La perquisizione non autorizzata nelle tasche degli alunni si configura infatti come reato di violenza privata. Se, poi, un alunno viene costretto a togliersi un indumento, si parla addirittura di lesione della dignità personale.
Anche in occasione di un compito in classe o durante gli esami di Stato la perquisizione degli alunni (svolta in modo indiscriminato senza fondati sospetti di violazione) costituisce reato.
La perquisizione risulta quindi abusiva e arbitraria in caso di costrizione o di violazione della libertà personale e può comportare una condanna ad un anno di reclusione (art. 609 del Codice Penale).
Nell’art. 352 del Codice di Procedura Penale vengono citati i soli casi in cui la perquisizione personale può risultare lecita: in caso di flagranza di reato, o quando ci sia una tale urgenza da rendere impossibile un preventivo decreto di perquisizione.
Le perquisizioni, pertanto, sono lecite soltanto in caso di pericolo grave e imminente per l’incolumità degli altri alunni, oppure quando venga colto sul fatto uno studente (es. furto di oggetti o denaro appartenenti ad altri alunni, a docenti o altro personale scolastico).
Anche se è lecito intervenire in queste situazioni, è opportuno che l’insegnante relazioni comunque per iscritto citando esplicitamente i fatti per tutelarsi rispetto ad una possibile accusa di abuso di potere.
La perquisizione, tra l’altro, viene considerata una condotta che lede il diritto alla riservatezza come può esserlo l’imposizione da parte dell’insegnante di esibire il diario per un controllo: il principio che tutela la privacy viene ritenuto dalla giurisprudenza di portata superiore rispetto a quello stabilito nei regolamenti scolastici.
Conseguenze per il mancato esercizio del potere disciplinare
Verrebbe voglia di dire: “Qualche volta, farò finta di non vedere...”
Ma attenzione: può essere molto peggio!

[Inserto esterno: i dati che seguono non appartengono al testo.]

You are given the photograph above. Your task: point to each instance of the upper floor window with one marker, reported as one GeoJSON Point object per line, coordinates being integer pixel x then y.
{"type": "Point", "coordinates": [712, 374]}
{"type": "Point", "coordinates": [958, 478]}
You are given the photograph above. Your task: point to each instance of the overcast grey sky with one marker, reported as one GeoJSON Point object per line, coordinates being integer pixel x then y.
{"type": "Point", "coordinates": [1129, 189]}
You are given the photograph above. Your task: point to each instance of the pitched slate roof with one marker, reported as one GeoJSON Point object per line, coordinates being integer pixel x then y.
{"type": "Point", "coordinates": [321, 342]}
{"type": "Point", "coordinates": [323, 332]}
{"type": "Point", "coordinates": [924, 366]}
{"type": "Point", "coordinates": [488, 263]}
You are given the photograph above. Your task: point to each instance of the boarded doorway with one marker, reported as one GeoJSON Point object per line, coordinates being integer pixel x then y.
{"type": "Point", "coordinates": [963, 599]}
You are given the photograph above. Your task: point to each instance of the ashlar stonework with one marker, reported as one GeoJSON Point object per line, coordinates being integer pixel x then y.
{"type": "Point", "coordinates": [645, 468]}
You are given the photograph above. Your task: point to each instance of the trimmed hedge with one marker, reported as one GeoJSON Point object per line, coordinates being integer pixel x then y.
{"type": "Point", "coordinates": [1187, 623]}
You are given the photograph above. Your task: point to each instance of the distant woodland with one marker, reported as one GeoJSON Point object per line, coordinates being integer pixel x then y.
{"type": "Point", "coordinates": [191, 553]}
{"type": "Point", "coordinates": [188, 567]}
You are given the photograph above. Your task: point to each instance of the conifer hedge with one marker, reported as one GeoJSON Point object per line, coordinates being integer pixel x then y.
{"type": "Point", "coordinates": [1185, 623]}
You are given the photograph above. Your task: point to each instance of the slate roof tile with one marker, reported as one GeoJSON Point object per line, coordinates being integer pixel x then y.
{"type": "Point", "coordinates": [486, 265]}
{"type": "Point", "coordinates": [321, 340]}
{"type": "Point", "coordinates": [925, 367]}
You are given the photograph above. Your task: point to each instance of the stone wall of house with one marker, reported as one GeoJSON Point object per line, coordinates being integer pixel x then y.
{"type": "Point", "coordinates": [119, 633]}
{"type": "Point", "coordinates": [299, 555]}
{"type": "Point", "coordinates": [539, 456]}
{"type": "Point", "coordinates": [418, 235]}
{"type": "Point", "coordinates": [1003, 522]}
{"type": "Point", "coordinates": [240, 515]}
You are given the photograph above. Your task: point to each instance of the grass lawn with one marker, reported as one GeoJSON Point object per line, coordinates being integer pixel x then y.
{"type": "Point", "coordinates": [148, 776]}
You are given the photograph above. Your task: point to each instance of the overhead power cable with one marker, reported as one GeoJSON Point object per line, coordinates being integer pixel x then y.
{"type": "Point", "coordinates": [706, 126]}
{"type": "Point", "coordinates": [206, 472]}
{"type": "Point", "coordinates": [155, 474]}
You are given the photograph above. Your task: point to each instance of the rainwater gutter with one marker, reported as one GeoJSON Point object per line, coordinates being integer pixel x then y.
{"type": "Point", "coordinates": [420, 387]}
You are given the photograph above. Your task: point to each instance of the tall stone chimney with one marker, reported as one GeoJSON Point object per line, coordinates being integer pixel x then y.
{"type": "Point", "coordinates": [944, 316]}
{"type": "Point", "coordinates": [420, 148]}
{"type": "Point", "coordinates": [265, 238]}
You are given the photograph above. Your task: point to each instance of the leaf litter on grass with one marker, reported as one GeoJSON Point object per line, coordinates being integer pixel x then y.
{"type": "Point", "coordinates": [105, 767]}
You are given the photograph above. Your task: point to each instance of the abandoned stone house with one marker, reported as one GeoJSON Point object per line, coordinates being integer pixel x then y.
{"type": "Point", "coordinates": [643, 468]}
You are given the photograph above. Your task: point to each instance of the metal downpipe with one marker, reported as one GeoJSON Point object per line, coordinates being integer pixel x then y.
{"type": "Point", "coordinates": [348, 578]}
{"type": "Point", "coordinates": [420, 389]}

Infatti, il mancato esercizio del potere disciplinare può portare a conseguenze ancora più gravi. Ad esempio, non denunciare un atto di bullismo grave o ripetuto può comportare un’accusa di omissione di denuncia.
Infatti, per quanto riguarda gli episodi di bullismo, gli stessi possono essere inquadrati nelle seguenti violazioni del codice penale: percosse e lesioni, art. 581 c.p.; danni, art. 635 c..p.; minacce e molestie, artt. 612 e 660 c.p.
L’art. 331 c.p. prevede che i pubblici ufficiali i quali, nell’esercizio o a causa delle loro funzioni o del loro servizio, hanno notizia di un reato perseguibile di ufficio, devono farne denuncia per iscritto, anche quando non sia individuata la persona alla quale il reato è attribuito.
Tale norma vale anche per azioni commesse da minori di 14 anni, nonostante l’art. 97 c.p. ne affermi la loro non imputabilità.
Obbligo di denuncia e segnalazione
Il personale docente e in generale il personale scolastico è obbligato dunque a denunciare le violazioni della legge da parte degli alunni (furti, abusi o molestie sessuali, violenze, danneggiamenti dei beni della scuola), e assolve l’obbligo in questione riferendo al Dirigente scolastico i fatti cui abbiano assistito o di cui siano venuti a conoscenza; il Dirigente scolastico ha a sua volta l’obbligo di denunciare la notizia di reato all’Autorità giudiziaria (o ad altra autorità come ad esempio il Comando dei Carabinieri o la Questura).
Trattandosi di minori, può essere a volte difficile essere certi delle rilevanza penale di alcuni fatti. Si evidenzia, inoltre, il fatto che alla scuola compete pur sempre un preminente compito educativo (che ingloba anche l’aspetto punitivo).
Tuttavia, in caso di sospetto della perseguibilità, ai fini penali, di comportamenti posti in atto dagli studenti è indispensabile agire in modo molto accurato, segnalando al Dirigente scolastico le evenienze riscontrate anche in caso di dubbio, per evitare di incorrere nel reato di omessa denuncia.
L’obbligo di segnalazione, peraltro, riguarda sia i reati commessi dagli alunni sia quelli compiuti ai danni degli alunni da persone esterne alla scuola (es. maltrattamenti ed abusi in famiglia) o all’interno della scuola stessa (es. abuso di messi di correzione da parte di altro docente).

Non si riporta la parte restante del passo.